By James Thorner, Times Staff Writer
After rallying for eight straight months, Tampa Bay home sales stumbled in May.
Single-family home sales totaled 2,243, down 1.2 percent from the 2,270 sales recorded in May 2008, according to the Florida Association of Realtors. It's also fewer than the 2,326 home closings in April.
But on the home price front, the trajectory has been positive. In May, Tampa Bay's median home sales price reached its 2009 peak. It rose to $141,100, up from $135,200 in April."We hit some great numbers in Hillsborough County. We moved 1,440 units and the median sales price was back up," said Deborah Farmer of StarLight Realty, past president of the Greater Tampa Association of Realtors. "I never thought I'd see the day when I could say, 'Back up.' "

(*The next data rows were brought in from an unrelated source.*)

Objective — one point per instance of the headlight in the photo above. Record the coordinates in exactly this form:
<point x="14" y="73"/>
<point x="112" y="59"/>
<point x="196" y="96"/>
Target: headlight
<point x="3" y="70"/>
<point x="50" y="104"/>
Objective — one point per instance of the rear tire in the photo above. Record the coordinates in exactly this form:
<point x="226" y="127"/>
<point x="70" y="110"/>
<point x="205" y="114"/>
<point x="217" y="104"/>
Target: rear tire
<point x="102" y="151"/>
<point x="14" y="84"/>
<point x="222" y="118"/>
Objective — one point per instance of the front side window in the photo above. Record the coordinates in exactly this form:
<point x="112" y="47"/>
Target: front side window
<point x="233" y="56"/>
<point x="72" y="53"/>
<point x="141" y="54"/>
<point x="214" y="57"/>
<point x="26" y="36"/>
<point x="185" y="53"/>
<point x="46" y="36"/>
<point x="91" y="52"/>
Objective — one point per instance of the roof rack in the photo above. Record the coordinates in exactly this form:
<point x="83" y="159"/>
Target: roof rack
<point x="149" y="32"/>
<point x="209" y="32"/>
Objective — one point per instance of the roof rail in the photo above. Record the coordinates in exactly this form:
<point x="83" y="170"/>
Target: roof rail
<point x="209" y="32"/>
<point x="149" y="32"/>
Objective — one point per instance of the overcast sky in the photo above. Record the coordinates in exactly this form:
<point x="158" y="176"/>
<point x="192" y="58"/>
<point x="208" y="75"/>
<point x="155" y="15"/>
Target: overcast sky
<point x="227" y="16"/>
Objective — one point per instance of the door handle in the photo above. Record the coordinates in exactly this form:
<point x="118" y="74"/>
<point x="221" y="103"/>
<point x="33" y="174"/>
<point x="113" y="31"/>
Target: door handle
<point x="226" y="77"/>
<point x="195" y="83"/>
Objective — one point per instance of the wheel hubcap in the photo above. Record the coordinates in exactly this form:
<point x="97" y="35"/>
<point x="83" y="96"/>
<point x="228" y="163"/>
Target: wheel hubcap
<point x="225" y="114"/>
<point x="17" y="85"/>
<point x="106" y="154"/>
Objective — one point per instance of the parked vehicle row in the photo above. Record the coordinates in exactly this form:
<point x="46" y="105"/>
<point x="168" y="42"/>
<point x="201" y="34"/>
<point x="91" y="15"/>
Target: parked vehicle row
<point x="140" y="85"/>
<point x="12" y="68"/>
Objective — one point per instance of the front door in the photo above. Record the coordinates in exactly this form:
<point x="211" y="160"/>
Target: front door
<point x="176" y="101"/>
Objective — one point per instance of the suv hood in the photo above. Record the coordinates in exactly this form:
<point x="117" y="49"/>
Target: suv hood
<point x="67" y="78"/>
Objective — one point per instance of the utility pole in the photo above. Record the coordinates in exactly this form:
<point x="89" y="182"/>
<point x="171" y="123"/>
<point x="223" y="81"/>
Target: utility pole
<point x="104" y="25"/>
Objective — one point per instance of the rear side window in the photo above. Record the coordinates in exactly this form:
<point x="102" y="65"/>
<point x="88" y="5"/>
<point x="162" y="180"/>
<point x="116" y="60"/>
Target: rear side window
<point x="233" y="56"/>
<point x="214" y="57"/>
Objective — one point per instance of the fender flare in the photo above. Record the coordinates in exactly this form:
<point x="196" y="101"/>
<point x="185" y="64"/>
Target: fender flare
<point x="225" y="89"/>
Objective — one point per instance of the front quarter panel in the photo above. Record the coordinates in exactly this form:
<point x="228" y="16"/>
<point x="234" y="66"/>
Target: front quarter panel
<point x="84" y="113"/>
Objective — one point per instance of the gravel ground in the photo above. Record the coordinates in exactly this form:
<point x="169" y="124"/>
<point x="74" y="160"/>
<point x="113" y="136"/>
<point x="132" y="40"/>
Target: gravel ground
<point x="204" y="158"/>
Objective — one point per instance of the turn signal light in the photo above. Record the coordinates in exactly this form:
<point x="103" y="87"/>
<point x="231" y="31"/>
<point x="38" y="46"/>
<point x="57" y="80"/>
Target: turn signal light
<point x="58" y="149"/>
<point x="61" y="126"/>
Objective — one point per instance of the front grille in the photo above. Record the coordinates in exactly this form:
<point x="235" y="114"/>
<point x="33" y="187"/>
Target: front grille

May's sales crimp appeared as the government's housing stimulus lost some of its tickle. Mortgage rates rose unexpectedly in late May from their April lows. An Obama administration foreclosure prevention plan designed to help at least 2 million homeowners has enlisted fewer than 20,000 so far.
Lawrence Yun, chief economist of the National Association of Realtors, cast blame on banks forced to reject loans based on low appraisals.

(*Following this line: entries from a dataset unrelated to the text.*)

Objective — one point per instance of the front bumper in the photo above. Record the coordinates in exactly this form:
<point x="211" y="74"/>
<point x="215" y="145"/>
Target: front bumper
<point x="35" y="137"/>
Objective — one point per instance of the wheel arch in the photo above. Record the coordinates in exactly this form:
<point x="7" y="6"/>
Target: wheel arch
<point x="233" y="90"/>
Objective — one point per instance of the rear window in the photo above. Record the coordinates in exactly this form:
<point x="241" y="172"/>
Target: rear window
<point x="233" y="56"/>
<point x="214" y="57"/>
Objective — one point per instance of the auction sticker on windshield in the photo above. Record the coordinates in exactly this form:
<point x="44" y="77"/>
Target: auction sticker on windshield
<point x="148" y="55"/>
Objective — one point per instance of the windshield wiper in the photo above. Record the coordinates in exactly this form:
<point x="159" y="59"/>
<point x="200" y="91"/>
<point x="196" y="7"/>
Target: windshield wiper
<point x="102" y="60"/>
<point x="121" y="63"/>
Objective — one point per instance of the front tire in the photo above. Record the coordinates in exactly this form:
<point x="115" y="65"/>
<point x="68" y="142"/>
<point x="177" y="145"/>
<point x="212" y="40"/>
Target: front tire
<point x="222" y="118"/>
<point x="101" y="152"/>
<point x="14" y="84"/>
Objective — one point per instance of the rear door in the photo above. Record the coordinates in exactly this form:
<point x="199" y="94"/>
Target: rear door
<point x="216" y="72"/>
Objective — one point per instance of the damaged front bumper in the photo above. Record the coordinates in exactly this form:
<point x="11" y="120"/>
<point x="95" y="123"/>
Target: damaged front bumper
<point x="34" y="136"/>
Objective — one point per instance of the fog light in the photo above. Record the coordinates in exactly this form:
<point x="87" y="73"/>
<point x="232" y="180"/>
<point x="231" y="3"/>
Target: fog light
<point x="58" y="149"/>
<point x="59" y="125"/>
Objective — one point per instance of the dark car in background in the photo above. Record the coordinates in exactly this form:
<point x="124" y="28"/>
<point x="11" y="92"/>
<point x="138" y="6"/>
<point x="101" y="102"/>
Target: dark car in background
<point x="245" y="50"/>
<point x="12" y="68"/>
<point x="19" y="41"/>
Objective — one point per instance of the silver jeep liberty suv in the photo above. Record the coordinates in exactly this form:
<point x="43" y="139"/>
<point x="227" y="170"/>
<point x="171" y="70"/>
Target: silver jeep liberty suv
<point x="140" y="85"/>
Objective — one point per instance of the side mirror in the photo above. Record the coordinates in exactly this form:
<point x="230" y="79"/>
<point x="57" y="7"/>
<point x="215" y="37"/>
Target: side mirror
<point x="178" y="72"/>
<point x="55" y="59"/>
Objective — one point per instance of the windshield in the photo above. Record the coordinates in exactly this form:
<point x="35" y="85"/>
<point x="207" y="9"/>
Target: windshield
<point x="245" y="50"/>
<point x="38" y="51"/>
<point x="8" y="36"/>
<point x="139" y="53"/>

"Pending home sales indicated much stronger activity, but some contracts are falling through from faulty valuations that keep buyers from getting a loan," Yun said.
"In the past month, stories of appraisal problems have been snowballing from across the country with many contracts falling through at the last moment."

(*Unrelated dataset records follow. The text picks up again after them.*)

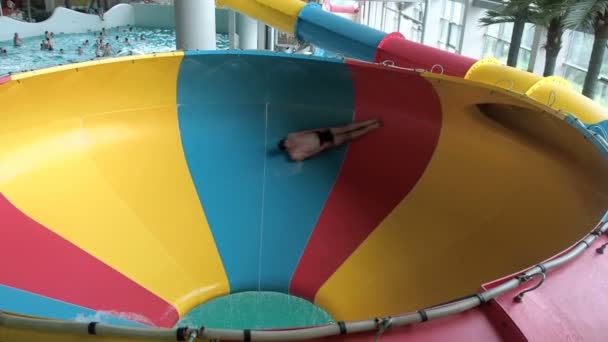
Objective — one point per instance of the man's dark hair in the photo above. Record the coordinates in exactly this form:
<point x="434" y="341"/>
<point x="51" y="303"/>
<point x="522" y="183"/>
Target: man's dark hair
<point x="281" y="145"/>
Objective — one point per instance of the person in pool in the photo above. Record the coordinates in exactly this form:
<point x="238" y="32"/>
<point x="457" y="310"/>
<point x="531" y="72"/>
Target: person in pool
<point x="49" y="44"/>
<point x="306" y="144"/>
<point x="107" y="51"/>
<point x="16" y="39"/>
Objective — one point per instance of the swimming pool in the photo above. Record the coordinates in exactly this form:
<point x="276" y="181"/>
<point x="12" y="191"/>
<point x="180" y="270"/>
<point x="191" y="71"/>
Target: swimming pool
<point x="29" y="56"/>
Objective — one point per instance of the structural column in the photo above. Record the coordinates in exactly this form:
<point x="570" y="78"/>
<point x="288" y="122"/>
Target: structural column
<point x="195" y="24"/>
<point x="232" y="29"/>
<point x="261" y="36"/>
<point x="248" y="32"/>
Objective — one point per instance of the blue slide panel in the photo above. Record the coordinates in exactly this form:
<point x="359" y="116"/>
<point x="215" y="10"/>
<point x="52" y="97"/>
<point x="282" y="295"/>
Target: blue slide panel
<point x="337" y="34"/>
<point x="261" y="207"/>
<point x="27" y="303"/>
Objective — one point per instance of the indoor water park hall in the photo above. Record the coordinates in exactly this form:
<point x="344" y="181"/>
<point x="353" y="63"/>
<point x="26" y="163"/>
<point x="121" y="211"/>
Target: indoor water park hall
<point x="289" y="170"/>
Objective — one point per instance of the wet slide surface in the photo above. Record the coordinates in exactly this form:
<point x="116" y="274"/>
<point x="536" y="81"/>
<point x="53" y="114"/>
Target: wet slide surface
<point x="173" y="193"/>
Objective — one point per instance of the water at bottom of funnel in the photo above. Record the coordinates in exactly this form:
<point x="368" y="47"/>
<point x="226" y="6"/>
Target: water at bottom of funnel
<point x="256" y="310"/>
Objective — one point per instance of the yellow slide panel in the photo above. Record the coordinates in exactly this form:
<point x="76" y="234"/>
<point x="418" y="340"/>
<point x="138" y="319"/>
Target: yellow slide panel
<point x="112" y="179"/>
<point x="490" y="71"/>
<point x="463" y="222"/>
<point x="557" y="93"/>
<point x="280" y="14"/>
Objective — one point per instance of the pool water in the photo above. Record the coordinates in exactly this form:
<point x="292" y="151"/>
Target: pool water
<point x="256" y="310"/>
<point x="30" y="57"/>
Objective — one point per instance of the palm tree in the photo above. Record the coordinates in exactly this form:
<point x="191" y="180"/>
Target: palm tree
<point x="513" y="11"/>
<point x="591" y="16"/>
<point x="551" y="14"/>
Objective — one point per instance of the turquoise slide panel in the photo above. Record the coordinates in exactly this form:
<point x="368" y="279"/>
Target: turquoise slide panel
<point x="260" y="206"/>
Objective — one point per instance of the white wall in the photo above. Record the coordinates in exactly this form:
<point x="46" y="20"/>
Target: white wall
<point x="432" y="29"/>
<point x="158" y="16"/>
<point x="67" y="21"/>
<point x="163" y="16"/>
<point x="472" y="43"/>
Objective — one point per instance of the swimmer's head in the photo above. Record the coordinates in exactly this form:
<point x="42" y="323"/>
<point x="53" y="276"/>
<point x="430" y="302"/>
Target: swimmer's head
<point x="282" y="145"/>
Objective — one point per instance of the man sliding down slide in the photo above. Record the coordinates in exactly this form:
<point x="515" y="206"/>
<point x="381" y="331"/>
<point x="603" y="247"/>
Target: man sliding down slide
<point x="306" y="144"/>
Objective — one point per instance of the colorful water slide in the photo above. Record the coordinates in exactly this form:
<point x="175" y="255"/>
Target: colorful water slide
<point x="342" y="6"/>
<point x="157" y="187"/>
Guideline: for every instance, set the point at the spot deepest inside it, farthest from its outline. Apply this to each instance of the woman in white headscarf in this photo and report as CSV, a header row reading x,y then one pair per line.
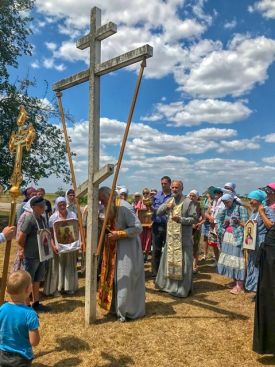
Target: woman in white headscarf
x,y
194,196
62,275
230,223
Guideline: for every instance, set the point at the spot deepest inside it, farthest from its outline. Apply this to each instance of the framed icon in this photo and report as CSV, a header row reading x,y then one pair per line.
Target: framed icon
x,y
44,244
250,235
66,234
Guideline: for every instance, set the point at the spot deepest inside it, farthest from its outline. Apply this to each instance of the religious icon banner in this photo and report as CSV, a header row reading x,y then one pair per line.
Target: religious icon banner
x,y
44,244
66,234
250,235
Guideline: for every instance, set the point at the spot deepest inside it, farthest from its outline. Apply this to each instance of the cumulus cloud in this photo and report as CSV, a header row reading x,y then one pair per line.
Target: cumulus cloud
x,y
232,71
198,111
266,7
230,25
270,138
269,160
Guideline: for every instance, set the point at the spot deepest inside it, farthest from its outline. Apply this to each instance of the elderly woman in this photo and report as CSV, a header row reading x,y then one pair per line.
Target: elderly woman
x,y
230,223
62,274
264,216
194,196
70,200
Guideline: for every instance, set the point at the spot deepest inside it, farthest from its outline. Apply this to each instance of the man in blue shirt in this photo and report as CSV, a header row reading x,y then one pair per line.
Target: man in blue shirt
x,y
159,223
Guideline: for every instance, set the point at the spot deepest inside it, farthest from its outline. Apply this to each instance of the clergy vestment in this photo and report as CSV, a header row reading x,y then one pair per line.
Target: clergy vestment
x,y
128,296
176,266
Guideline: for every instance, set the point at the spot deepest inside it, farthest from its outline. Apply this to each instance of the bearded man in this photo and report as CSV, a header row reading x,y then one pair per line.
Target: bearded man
x,y
175,270
122,281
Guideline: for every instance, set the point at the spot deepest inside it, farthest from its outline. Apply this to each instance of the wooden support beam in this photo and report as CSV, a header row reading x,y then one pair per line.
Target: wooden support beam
x,y
124,60
99,177
103,32
116,63
71,81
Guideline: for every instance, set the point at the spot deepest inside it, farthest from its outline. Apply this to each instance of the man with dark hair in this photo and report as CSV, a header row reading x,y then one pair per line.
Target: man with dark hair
x,y
159,223
28,248
48,206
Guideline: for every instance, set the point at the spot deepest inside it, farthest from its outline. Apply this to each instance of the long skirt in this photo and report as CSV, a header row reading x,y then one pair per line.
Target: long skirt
x,y
264,319
146,239
231,261
252,273
177,288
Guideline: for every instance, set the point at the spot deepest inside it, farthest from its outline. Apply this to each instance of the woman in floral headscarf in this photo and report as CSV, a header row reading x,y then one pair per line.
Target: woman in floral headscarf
x,y
62,274
265,217
230,223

Another possible explanation for the local slippage in sales: Foreclosure homes, a mainstay of the market for most of this year, didn't sell as well in May as they did in April.
For example, in Pinellas County, bank-owned homes represented 24 percent of sales in March and 22 percent of sales in April. But in May, that number declined to 20 percent. That could also explain why prices steadied: fewer foreclosure homes to suppress housing values.
"While one month of data does not a trend make, it is the first green shoot we have seen in some time as far as prices are concerned," said Sean Snaith, economist at the University of Central Florida. "Until prices stop declining, we cannot state with confidence that the housing market has stabilized."
Overall sales in Florida rose 16 percent year over year, from 12,044 to 13,921. Prices statewide fell 29 percent, from $203,800 last year to $144,400 in May. Driving much of the business were sales surges in places like Orlando and Cape Coral/Fort Myers.
Though Orlando housing prices stood a hair over Tampa's, sales there soared 31 percent in May. Home closings in Fort Lauderdale rose 47 percent last month.